ANGELS
- Mission type: Technology demonstrator
- Operator: AFRL
- COSPAR ID: 2014-043C
- SATCAT no.: 40101

= Autonomous Nanosatellite Guardian for Evaluating Local Space =

The Autonomous Nanosatellite Guardian for Evaluating Local Space (ANGELS) project is an Air Force Research Laboratory project to develop a small satellite which can orbit close to a larger spacecraft and monitor the local space environment.

ANGELS was designed to evaluate SSA techniques in a limited region around its Delta-4 launch vehicle upper stage several hundred kilometers above GEO, testing maneuvering concepts around the rocket body.

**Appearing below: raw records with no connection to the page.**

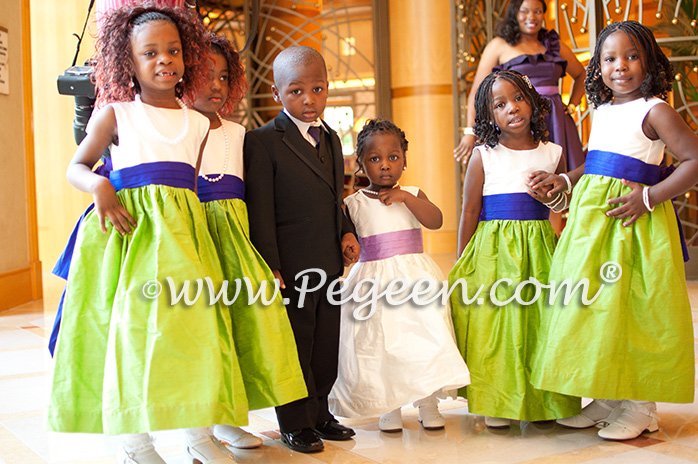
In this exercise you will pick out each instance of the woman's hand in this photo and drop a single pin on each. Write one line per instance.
(107, 206)
(632, 205)
(464, 149)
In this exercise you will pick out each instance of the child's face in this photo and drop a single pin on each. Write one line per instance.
(511, 111)
(215, 93)
(621, 67)
(157, 56)
(383, 160)
(303, 92)
(530, 17)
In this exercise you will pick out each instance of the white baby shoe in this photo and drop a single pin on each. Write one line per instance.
(391, 422)
(236, 437)
(593, 413)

The vehicle began experiments approximately 50 km away from the upper stage and cautiously progressed over several months to tests within several kilometers. As part of the research effort, ANGELS explored increased levels of automation in mission planning and execution to enable more timely, safe, and complex operations with a reduced operations footprint.

ANGELS was launched by a Delta-4M+(4,2) rocket in 2014 as a secondary payload on the AFSPC-4 (GSSAP 1, 2) mission. It was delivered directly into GEO, and had a planned operating duration of one year. The satellite met various space situational awareness mission objectives and was eventually decommissioned in November 2017.